In 2007, Chen launched a new business and personal finance show on KCTS, the PBS station in Seattle, called About the Money with Christine Chen, serving as the launch host and anchor.

===Chen Communications===
In 2007, Chen formed her own marketing communications consulting group, Chen Communications LLC. She offered media and communications consulting ranging from messaging strategy to public relations, corporate communications infrastructure to internal communications.

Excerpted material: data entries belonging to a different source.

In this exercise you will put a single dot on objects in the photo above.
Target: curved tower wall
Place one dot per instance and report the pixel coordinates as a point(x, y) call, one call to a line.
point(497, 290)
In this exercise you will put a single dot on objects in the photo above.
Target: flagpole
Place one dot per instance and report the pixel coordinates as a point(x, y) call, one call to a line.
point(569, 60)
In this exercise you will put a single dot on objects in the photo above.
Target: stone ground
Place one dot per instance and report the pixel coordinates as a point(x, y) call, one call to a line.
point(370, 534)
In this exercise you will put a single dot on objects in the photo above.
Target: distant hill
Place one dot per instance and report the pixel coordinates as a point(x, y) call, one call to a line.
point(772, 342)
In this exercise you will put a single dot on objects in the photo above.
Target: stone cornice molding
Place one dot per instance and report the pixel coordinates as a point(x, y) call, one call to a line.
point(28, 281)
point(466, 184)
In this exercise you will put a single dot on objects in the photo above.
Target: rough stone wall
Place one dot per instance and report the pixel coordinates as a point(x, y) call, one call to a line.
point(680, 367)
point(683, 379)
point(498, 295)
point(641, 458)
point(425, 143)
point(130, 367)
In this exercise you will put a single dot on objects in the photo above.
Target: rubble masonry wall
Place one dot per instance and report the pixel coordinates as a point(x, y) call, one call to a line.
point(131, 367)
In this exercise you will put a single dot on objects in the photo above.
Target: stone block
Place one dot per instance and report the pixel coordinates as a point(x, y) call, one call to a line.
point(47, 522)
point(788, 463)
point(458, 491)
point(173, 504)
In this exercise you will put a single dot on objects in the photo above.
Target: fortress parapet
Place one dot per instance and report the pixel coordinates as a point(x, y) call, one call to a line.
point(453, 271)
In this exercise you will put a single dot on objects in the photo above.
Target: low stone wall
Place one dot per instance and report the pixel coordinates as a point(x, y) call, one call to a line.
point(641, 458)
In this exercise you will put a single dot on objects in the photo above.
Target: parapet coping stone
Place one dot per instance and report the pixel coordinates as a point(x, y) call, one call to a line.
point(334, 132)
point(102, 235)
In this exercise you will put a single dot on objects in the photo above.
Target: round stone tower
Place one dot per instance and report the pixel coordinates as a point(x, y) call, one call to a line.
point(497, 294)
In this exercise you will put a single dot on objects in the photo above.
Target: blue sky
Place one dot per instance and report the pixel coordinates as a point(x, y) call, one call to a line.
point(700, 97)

She has delivered keynote speeches on the topics of communications, media, business ownership and execution, as well as enabling personal and professional change through developing self-awareness. Some of her audiences have included the Chinese Chamber of Commerce and the U.S. Small Business Administration. She presented a combined session to the U.S. Small Business Administration and the Seattle Chamber of Commerce for the WNET (Women's Network for Entrepreneurial Training) on May 15, 2008, entitled "Networking 101: Leveraging Connections in Person and Online". On April 11, 2007, Chen served as Master of Ceremonies for the launch of the Washington State Quarter by Washington State Governor Chris Gregoire and United States Mint Director Ed Moy

Chen emceed the 2007 Induction Ceremony for the Asian Hall of Fame on April 26, 2007 at the Asian Resource Center in Seattle.

===Commercial talent===
Chen had a cameo role in the 2007 award-winning independent film Fortune Hunters, portrayed a newscaster Maureen Yandle in Lifetime movie An Upstanding Citizen, and played both city council person and monorail rider in the only Seattle-filmed episode of Frasier, "Frasier Crane Day". She also appeared in a scene in the documentary The King of Kong: a Fistful of Quarters.

Chen returned to doing sporadic commercial work after a 10-year hiatus. In 2015, she was cast as a sportscaster in a three-part Jack Link's Beef Jerky commercial series "Sasquatch in Training" alongside Boomer Esiason and Clay Matthews.